Rashid Alievich Sunyaev
第27回(2011)受賞
地球科学・宇宙科学
/ 宇宙物理学者
1943 -
マックス・プランク宇宙物理学研究所 所長/ロシア科学アカデミー 宇宙科学研究所 チーフサイエンティスト
宇宙背景放射の温度揺らぎに刻印された初期宇宙の音波振動や宇宙背景放射の銀河団中の熱い電子ガスによる散乱の理論的研究によって、現代の観測的宇宙論へ大きな影響を与えるとともに、高密度天体への物質降着とエネルギー放出機構の理論的研究や国際的観測プロジェクトの主導により高エネルギー天文学へも多大な貢献をしている。
ラシッド・アリエヴィッチ・スニヤエフ博士の第一の貢献は、近年、精密科学のレベルに達した観測的宇宙論を支える理論への貢献である。1970年、スニヤエフ博士はヤーコフ・ゼルドヴィッチ博士との論文で、熱い宇宙初期の水素再結合時に到る物理過程を考察し、原始的な密度揺らぎによる音波振動の存在が宇宙背景放射の強度揺らぎとして観測されることを明らかにした。
宇宙の膨張で温度が低下し、陽子と電子は水素原子に結合し、熱放射は物質との作用が切れて宇宙は晴れ上がり、現在、当時の熱放射は宇宙背景放射として観測されている。したがって、この宇宙背景放射には原始的揺らぎとその後に通過した時空の情報が刻印されている。スニヤエフ博士らが予言した原始的揺らぎに伴うバリオン音波振動は2003年になって観測衛星WMAPにより観測され、これによっても加速膨張を発見するなど、宇宙モデルの決定に大きな役割を果たした。膨張宇宙モデルのパラメーターをバリオン音波振動の観測で決めることを提唱したのは博士らの先駆的な功績である。

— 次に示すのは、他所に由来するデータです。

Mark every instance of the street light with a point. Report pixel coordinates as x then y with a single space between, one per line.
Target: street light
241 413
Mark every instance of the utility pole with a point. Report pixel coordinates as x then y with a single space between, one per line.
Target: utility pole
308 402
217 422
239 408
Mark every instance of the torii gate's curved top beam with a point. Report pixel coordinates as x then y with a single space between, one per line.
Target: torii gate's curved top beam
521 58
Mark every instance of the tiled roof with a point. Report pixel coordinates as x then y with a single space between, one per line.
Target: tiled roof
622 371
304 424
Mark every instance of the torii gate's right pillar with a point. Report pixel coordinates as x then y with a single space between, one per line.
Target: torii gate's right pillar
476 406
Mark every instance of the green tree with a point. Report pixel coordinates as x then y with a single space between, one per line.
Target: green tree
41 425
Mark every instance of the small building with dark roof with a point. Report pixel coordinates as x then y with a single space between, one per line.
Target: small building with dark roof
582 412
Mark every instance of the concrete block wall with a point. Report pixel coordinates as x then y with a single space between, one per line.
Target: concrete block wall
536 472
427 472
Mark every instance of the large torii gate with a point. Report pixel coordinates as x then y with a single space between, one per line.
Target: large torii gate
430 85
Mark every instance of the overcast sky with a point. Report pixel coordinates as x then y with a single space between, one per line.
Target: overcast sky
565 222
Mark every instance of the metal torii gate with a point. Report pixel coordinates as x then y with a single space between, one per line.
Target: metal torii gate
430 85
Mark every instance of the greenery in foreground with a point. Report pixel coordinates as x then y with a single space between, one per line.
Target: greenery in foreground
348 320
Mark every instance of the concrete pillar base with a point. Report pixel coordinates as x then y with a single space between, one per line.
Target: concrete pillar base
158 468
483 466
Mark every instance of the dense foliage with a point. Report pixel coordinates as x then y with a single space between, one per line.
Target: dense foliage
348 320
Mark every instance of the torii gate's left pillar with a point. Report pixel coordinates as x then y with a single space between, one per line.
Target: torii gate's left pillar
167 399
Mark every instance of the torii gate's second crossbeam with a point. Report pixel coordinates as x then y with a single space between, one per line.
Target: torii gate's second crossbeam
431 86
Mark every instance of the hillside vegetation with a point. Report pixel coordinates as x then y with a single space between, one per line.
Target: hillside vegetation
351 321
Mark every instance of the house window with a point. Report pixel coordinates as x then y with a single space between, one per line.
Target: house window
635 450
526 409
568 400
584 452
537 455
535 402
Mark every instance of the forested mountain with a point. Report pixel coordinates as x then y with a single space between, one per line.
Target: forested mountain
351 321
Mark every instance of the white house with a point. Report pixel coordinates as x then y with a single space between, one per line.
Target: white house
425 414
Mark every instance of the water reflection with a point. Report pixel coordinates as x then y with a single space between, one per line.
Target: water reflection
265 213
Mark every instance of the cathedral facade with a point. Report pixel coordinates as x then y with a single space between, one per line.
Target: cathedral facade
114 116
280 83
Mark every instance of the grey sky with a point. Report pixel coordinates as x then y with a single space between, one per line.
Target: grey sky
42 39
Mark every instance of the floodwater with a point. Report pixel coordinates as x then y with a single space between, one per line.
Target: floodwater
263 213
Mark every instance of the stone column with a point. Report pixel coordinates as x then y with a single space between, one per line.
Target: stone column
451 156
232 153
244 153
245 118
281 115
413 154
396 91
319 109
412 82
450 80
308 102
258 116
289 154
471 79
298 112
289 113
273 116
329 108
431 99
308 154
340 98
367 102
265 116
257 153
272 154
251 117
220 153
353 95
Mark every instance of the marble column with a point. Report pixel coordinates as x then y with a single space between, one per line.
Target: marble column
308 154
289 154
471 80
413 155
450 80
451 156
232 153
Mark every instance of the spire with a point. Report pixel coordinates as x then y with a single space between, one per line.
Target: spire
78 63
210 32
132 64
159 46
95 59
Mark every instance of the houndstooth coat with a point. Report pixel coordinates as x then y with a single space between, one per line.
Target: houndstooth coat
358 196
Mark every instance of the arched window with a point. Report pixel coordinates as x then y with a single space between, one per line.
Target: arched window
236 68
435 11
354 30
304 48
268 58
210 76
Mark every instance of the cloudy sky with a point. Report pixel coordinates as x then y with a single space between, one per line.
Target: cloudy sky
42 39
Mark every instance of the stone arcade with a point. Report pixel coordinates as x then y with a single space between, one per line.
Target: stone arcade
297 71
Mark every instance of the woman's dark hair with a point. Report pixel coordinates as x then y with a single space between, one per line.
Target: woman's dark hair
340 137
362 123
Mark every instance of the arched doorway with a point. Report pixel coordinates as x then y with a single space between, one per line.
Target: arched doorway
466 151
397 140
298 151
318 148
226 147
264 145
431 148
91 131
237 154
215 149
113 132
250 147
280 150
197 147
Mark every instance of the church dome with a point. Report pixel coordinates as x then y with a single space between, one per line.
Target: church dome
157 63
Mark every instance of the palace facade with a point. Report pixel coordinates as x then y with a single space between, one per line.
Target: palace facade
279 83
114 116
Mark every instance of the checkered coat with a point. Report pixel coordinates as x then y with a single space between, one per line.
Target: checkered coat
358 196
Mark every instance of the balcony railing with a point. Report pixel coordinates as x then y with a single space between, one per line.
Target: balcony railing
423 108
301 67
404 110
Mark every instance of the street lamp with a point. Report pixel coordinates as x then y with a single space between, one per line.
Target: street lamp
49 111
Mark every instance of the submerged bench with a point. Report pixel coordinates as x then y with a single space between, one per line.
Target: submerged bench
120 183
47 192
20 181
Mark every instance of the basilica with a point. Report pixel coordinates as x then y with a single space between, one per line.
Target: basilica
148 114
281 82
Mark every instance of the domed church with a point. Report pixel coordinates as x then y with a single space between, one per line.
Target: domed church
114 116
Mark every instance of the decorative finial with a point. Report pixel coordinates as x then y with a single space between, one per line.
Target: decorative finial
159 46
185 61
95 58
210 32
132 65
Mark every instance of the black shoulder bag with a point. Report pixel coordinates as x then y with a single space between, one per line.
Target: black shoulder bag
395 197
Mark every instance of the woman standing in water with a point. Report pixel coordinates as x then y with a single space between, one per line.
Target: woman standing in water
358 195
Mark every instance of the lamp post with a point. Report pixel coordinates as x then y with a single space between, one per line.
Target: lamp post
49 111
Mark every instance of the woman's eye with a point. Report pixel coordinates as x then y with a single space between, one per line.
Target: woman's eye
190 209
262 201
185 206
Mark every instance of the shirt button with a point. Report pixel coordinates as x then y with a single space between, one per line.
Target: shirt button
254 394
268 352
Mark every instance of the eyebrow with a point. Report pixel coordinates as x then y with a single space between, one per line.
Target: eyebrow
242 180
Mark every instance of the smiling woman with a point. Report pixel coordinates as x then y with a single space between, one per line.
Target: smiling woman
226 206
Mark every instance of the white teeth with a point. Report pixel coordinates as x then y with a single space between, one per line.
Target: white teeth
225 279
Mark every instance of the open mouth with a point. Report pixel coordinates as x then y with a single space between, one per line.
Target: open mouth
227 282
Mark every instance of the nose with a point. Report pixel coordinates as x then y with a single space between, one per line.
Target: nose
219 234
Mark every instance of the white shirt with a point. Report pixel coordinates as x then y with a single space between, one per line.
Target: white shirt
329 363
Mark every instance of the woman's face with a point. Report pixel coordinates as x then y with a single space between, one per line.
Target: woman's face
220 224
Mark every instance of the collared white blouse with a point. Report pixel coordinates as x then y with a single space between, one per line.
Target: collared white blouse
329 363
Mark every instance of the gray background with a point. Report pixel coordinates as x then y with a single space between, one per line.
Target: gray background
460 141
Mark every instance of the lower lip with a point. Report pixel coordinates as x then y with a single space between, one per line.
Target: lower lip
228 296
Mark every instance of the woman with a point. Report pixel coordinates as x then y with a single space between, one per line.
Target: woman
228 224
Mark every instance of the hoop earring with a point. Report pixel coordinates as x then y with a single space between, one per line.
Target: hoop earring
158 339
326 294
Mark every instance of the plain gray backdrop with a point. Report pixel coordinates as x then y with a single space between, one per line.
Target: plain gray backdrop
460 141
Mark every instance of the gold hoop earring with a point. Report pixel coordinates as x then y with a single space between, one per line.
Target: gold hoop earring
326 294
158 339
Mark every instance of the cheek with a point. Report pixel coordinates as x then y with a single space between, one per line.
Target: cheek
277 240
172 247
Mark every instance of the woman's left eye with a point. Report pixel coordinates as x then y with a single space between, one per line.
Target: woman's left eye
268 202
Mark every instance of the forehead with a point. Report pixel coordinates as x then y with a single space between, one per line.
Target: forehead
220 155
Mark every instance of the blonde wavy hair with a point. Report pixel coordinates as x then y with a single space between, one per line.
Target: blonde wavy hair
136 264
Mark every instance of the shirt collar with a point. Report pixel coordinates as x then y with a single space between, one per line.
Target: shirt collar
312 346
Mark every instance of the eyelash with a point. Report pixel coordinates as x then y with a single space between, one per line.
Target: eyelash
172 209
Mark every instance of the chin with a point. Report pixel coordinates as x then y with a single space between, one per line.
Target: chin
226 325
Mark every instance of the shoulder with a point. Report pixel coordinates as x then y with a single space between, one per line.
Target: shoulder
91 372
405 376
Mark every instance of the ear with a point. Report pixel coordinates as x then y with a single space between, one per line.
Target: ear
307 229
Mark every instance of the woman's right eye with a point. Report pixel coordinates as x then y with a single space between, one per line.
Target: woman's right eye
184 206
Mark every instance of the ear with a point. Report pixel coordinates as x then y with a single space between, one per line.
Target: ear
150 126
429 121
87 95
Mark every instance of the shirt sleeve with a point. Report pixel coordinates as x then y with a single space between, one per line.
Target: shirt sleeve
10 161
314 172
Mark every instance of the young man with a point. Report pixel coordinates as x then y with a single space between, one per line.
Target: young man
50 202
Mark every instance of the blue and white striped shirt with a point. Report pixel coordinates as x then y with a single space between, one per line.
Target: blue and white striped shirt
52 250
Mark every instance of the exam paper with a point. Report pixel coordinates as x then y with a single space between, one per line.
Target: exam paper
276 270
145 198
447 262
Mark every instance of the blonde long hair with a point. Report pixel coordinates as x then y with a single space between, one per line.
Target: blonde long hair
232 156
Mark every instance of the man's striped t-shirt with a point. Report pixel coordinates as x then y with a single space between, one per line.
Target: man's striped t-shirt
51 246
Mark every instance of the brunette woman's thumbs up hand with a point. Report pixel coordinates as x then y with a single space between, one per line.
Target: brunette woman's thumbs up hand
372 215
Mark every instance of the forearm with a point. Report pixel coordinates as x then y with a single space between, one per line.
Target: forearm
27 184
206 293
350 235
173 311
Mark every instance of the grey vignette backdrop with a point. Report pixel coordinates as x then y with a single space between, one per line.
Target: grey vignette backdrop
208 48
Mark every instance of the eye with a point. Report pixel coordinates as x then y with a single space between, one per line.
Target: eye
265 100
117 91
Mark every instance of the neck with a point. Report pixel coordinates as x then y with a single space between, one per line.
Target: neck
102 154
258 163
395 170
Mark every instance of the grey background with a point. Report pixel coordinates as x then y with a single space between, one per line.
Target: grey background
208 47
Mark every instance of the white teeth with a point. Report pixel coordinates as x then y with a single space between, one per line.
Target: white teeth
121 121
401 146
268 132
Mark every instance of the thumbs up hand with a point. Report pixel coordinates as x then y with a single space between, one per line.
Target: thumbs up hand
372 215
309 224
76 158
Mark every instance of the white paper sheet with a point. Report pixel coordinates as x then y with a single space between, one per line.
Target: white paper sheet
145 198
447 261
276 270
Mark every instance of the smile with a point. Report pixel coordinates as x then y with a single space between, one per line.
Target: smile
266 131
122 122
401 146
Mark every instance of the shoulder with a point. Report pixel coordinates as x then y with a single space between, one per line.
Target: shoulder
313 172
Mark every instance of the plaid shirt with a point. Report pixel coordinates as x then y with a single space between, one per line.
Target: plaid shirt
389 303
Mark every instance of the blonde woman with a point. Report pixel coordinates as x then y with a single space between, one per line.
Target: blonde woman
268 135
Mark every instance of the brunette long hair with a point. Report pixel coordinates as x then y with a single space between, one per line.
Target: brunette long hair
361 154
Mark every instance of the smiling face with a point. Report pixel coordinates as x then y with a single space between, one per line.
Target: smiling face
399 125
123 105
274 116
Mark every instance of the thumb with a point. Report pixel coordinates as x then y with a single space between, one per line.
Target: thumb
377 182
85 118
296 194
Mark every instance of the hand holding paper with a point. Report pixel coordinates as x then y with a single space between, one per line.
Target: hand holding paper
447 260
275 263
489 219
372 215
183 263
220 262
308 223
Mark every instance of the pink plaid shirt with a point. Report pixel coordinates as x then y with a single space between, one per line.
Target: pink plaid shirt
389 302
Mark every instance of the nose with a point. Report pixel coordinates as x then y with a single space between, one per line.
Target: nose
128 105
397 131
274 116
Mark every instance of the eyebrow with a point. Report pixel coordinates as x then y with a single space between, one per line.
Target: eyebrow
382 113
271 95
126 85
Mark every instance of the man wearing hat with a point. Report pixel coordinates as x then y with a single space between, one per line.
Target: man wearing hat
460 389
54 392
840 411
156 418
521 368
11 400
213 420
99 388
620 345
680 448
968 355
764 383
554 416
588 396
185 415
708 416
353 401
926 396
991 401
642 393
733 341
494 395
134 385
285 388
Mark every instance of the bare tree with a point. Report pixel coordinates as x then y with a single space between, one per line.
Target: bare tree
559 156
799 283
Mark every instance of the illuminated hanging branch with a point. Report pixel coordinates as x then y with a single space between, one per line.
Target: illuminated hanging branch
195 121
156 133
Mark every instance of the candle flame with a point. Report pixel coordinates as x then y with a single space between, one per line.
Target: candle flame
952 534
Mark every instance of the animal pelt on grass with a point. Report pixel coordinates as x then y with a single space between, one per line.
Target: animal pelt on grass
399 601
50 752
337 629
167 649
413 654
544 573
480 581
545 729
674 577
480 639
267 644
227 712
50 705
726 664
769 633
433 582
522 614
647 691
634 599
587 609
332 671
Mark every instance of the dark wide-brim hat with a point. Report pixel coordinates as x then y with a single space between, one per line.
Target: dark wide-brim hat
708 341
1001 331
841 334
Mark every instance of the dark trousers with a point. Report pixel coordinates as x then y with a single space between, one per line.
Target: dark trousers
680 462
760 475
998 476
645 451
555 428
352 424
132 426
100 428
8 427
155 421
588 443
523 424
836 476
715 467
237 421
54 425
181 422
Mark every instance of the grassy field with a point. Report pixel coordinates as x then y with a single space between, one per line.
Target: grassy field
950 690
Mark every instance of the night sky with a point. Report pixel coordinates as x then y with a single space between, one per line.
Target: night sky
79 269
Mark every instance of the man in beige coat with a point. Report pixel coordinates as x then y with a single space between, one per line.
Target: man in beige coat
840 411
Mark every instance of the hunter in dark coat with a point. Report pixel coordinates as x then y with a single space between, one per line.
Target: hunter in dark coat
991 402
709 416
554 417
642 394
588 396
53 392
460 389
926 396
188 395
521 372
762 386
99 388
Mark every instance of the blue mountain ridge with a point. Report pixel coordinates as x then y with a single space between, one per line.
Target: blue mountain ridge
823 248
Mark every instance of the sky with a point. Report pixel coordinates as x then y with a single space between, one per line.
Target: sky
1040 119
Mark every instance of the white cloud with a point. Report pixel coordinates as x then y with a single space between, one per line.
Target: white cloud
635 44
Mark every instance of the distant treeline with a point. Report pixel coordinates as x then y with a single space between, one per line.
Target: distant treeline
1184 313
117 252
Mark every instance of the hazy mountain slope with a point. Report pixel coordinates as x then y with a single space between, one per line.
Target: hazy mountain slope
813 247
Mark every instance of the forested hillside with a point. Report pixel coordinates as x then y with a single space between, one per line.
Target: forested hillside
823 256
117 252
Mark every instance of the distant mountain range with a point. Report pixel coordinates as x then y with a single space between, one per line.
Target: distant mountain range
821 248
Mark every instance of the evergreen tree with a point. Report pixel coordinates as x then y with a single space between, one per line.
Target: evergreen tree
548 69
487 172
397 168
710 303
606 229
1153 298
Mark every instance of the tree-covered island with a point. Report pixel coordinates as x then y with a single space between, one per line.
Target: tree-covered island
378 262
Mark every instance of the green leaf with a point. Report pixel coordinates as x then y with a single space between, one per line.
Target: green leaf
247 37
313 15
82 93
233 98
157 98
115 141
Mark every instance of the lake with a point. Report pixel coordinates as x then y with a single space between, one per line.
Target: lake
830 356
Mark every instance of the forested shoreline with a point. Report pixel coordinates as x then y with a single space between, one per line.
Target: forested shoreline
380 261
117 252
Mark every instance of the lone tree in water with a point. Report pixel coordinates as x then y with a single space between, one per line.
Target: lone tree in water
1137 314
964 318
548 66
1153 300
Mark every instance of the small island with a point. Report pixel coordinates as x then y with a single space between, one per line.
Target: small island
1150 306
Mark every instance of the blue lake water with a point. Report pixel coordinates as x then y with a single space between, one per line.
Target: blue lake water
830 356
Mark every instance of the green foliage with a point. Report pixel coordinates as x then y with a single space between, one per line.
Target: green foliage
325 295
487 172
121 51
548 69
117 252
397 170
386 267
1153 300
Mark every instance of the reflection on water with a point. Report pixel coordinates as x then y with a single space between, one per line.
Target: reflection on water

現在の宇宙には銀河団が散在するが、宇宙背景放射がこの銀河団を通過する際に、熱い電子ガスとの衝突によって、そのスペクトルが変形することが1972年にスニヤエフ博士らにより示された。現在、SZ効果と呼ばれるこの効果の今後の観測は宇宙の大規模構造を解明する重要な観測原理になっていくと考えられている。
スニヤエフ博士の第二の業績は高エネルギー天体の研究に対する大きな貢献である。X線天体の発見によりその正体とX線放射機構が問われたが、1973年、スニヤエフ博士はニコライ・シャクラ博士と共に、ブラックホール等の高密度天体に物質が降着する機構を定式化し、そのエネルギー放射量とスペクトルを定量的に解明した。この理論はシャクラ-スニヤエフの標準モデルとよばれ、多様な天体への物質降着とそれに伴うエネルギー放射を記述する出発点になっている。
スニヤエフ博士は1980年代後半からは高エネルギー天文学の観測的研究にも活動を拡げ、ロシア及びヨーロッパのX線・γ線天文衛星プロジェクトを主導しており、多くの共同研究者を束ね、各種天体からの硬X線、軟γ線放射の生成機構を解明し、高エネルギー天文学の発展に寄与を続けている。
以上の理由によって、ラシッド・アリエヴィッチ・スニヤエフ博士に基礎科学部門における第27回(2011)京都賞を贈呈する。